In late 1927, Jeanne spent over two hours in Harris’s office, finally agreeing to reconcile for a new show. While Chicago was another smash hit for Harris, Eagels had conquered Hollywood, and was now touring in Her Cardboard Lover. But in March 1928, she would be fired after a week’s absence from the stage, and a bitter dispute with Equity resulted in an eighteen-month ban from the legitimate theatre.
“I think the order is very drastic,” Harris said in Jeanne’s defence. “Eighteen months is a long time. I have a contract with Miss Eagels which starts eleven months before the suspension is ended and I expect to work with her under that contract. It is a question of law isn’t it?”
By September 1929, when the ban lapsed, Jeanne was under contract to Paramount Pictures, and was planning a Broadway comeback with Harris. But her delicate health was failing, and on October 3rd, she died.

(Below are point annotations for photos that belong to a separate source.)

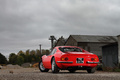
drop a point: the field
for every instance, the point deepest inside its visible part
(35, 74)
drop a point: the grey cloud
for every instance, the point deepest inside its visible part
(24, 24)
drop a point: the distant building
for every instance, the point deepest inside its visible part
(91, 43)
(61, 41)
(111, 54)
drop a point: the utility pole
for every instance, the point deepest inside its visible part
(52, 38)
(40, 50)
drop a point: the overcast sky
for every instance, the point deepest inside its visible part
(24, 24)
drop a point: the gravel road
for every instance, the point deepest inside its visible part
(35, 74)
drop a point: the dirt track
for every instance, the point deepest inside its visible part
(35, 74)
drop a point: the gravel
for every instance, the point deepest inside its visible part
(35, 74)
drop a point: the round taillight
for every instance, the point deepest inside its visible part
(62, 58)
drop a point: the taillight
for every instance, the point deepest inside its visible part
(66, 58)
(93, 59)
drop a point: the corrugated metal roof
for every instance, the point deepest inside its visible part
(94, 38)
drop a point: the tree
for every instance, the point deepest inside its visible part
(3, 59)
(13, 58)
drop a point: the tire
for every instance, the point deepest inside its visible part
(92, 70)
(71, 70)
(42, 68)
(54, 66)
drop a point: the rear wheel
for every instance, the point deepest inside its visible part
(92, 70)
(71, 70)
(42, 68)
(54, 66)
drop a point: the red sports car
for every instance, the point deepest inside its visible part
(70, 58)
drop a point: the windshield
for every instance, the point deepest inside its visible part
(70, 49)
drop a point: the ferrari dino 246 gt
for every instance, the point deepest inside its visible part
(69, 58)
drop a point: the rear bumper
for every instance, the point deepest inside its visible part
(64, 61)
(92, 62)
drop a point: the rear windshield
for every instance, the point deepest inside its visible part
(69, 49)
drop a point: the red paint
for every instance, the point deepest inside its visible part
(70, 57)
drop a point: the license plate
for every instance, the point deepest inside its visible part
(80, 60)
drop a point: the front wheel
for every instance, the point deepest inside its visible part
(42, 68)
(54, 66)
(92, 70)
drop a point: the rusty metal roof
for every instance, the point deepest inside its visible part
(94, 38)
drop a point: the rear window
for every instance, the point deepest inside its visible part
(70, 49)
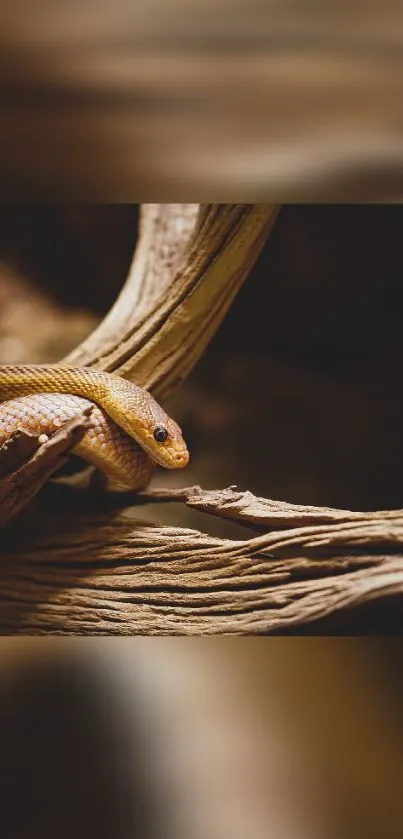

“Miss Eagels was the greatest actress in America,” Harris told reporters. “She had versatility and that’s something our other stars do not have. During all the time she worked for me I never knew her to give anything other than a fine performance. When the curtain rose she was one thousand percent. Two weeks before she died she was right here in this office and said to me: ‘Don’t ever worry about me, Sam Harris. I’ll never do anything to hurt you.’ Her death robs me of a friend and the American theatre of one of its most brilliant performers.”
In the late 1920s, Harris brought the Marx Brothers from vaudeville to Broadway in Cocoanuts and Animal Crackers. As the Great Depression took hold, ticket sales dipped. Harris’ 1935 revival of Rain, starring Tallulah Bankhead, flopped. But he also enjoyed success with Dinner at Eight (1932), Stage Door (1936) and The Man Who Came to Dinner (1939), all penned by his favourite dramatist, George S. Kaufman; and the original 1937 production of John Steinbeck’s Of Mice and Men.
“Everyone in the theatre adored him,” playwright Moss Hart wrote of Harris, describing him as “the most tranquil human being I have ever known … a great gentleman of the theatre and, so far as I am concerned, its last aristocrat.” His final show, Lady in the Dark, starred Gertrude Lawrence, with music by Kurt Weill and Ira Gershwin.
Sam H. Harris died of pneumonia on July 9, 1941, and is buried at Woodlawn Cemetery in the Bronx, alongside his former business partner, George M. Cohan.